I want to talk about my experience with radio when I was very young.
Radio? Rather than television?
There wasn’t any TV when I was real young. I’ll get to that subject at another of our talks.
Okay.
I was probably only a few years old when I first became aware of radio. After supper my parents would go in the living room, and I would join them. Then I noticed that Dad would go to a piece of furniture and turn something on it. And voices would come out of it And music.
Mom would start knitting.
And Dad would read the paper.
They’d do that while listening to a voice talking about what was going on around the world.

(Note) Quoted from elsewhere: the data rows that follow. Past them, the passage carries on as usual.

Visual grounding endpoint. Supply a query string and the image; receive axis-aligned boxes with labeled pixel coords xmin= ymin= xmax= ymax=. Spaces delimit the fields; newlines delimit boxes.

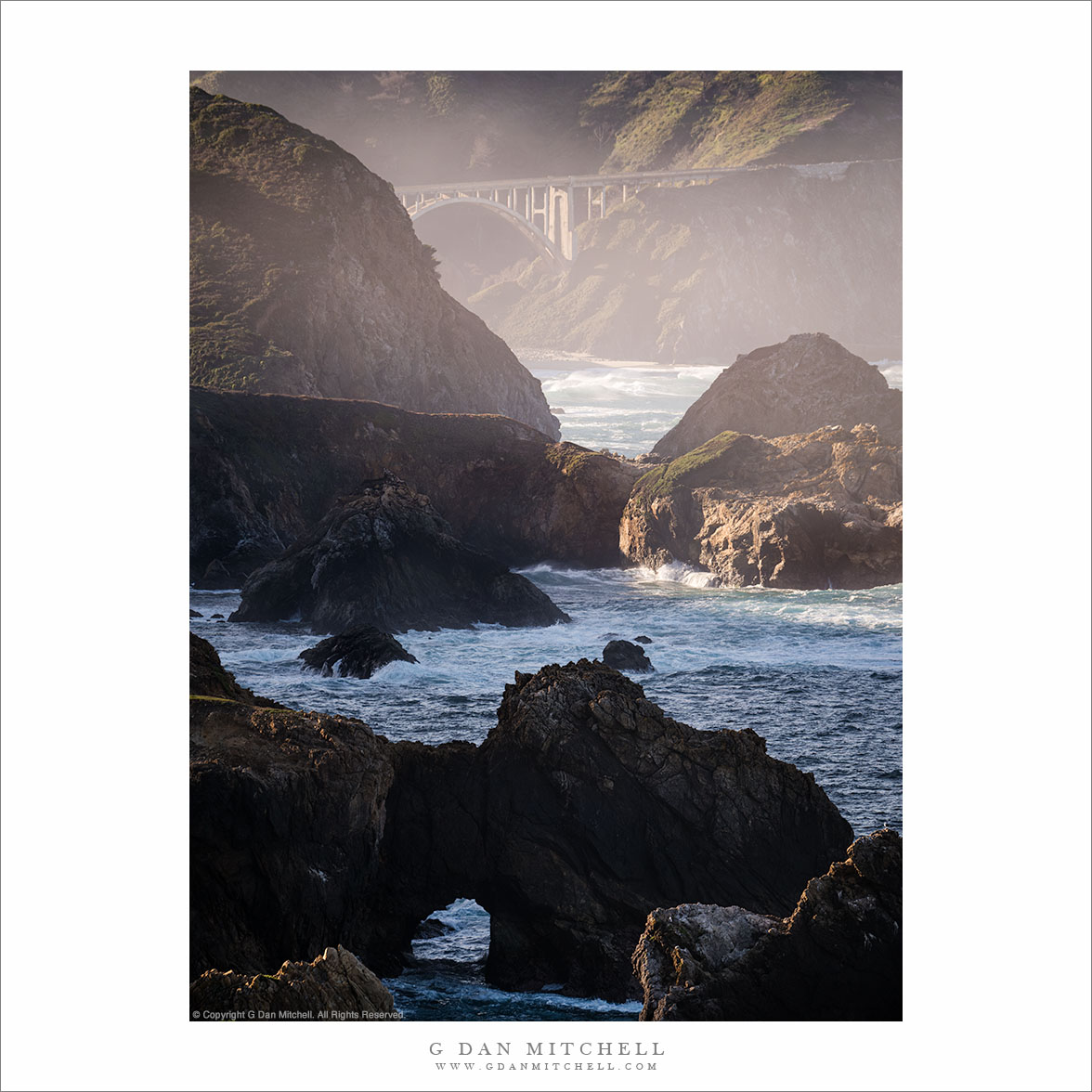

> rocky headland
xmin=190 ymin=637 xmax=852 ymax=998
xmin=230 ymin=473 xmax=570 ymax=633
xmin=190 ymin=944 xmax=395 ymax=1021
xmin=620 ymin=424 xmax=902 ymax=589
xmin=190 ymin=87 xmax=560 ymax=439
xmin=652 ymin=334 xmax=902 ymax=459
xmin=633 ymin=829 xmax=902 ymax=1020
xmin=190 ymin=387 xmax=642 ymax=588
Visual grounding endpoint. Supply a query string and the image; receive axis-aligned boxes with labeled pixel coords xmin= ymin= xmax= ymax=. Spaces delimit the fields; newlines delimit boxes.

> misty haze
xmin=188 ymin=71 xmax=902 ymax=1021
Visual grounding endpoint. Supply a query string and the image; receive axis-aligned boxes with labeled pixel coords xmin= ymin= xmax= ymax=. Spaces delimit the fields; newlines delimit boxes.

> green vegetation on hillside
xmin=581 ymin=72 xmax=891 ymax=172
xmin=194 ymin=71 xmax=902 ymax=182
xmin=633 ymin=432 xmax=751 ymax=501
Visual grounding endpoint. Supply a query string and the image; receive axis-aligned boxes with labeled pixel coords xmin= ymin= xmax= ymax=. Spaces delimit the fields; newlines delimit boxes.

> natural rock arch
xmin=190 ymin=646 xmax=852 ymax=999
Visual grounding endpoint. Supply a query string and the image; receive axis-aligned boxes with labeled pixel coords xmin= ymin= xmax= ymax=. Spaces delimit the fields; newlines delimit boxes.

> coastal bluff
xmin=190 ymin=87 xmax=560 ymax=439
xmin=190 ymin=386 xmax=642 ymax=588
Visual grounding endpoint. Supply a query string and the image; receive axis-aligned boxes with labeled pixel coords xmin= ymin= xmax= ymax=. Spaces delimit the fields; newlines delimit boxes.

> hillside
xmin=190 ymin=88 xmax=558 ymax=438
xmin=469 ymin=162 xmax=902 ymax=364
xmin=191 ymin=71 xmax=902 ymax=184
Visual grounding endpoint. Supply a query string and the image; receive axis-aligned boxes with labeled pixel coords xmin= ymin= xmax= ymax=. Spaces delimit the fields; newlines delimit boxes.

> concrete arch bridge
xmin=395 ymin=165 xmax=760 ymax=268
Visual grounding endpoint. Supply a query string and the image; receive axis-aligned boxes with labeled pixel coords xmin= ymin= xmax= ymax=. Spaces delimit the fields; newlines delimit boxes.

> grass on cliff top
xmin=581 ymin=71 xmax=852 ymax=172
xmin=633 ymin=432 xmax=742 ymax=500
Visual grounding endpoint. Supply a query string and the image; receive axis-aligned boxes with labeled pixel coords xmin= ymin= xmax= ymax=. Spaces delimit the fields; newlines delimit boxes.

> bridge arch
xmin=408 ymin=194 xmax=568 ymax=269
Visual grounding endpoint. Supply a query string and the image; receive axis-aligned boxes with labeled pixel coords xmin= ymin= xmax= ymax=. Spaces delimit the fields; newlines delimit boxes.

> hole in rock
xmin=413 ymin=899 xmax=489 ymax=966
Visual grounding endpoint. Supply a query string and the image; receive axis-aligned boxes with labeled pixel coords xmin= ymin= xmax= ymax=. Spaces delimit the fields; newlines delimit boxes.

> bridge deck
xmin=395 ymin=160 xmax=894 ymax=193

Then later different voices would come on along with some music and I would hear the voices say things about someone called Charlie McCarthy or Henry Aldrich.
What did you do then?
Me? I had a so-called magic slate — the kind where I would draw on it with a stick and then lift the film to erase whatever I drew.
And I would draw pictures that I thought matched what the voices on this piece of furniture were saying. Later I learned the word “radio” when my parents referred to that thing that had the voices. And obviously, I thought, the voices had to be coming to the radio through that cord that was stuck in the wall.
In another year or two I came to realize what radio was all about. And my dad bought me a really neat gadget.called an Ultra-Mike. I could tune the radio to a frequency where there was no station, turn on the Ultra-Mike, and tune it to the same frequency and hear my own voice coming out from the radio. How cool was that!
Dad also explained how a crystal set could pick up radio stations without plugging it into the wall. So we ran an antenna wire from my bedroom out to the garage, and I could pick up stations on a headset by fiddling with a wire on a piece of crystal. That was pretty neat too.
As my interest in radio grew, so did my appreciation of the sound effects that helped create the images in my mind. I learned that there were people at the radio studio whose job it was to make the slamming doors and other sounds.
And, to my surprise one Christmas morning, there was a present for me called a Sound Effects Studio. It was a desk-like console that supported various means for making sounds. The console was of heavy cardboard that my parents had assembled after I had gone to bed.
I know how that goes.
On the console were, as well as I recall, a door that opened and closed, a hand-cranked sandpaper drum for making wind noises, a balloon with pellets inside for making thunder, a rubber ball cut in half for footsteps or hoof beats, and cellophane for fire or frying sounds. And a mallet with three metal bars for making the NBC chines. The notes were G-E-C, I think.
My interest in radio grew from there.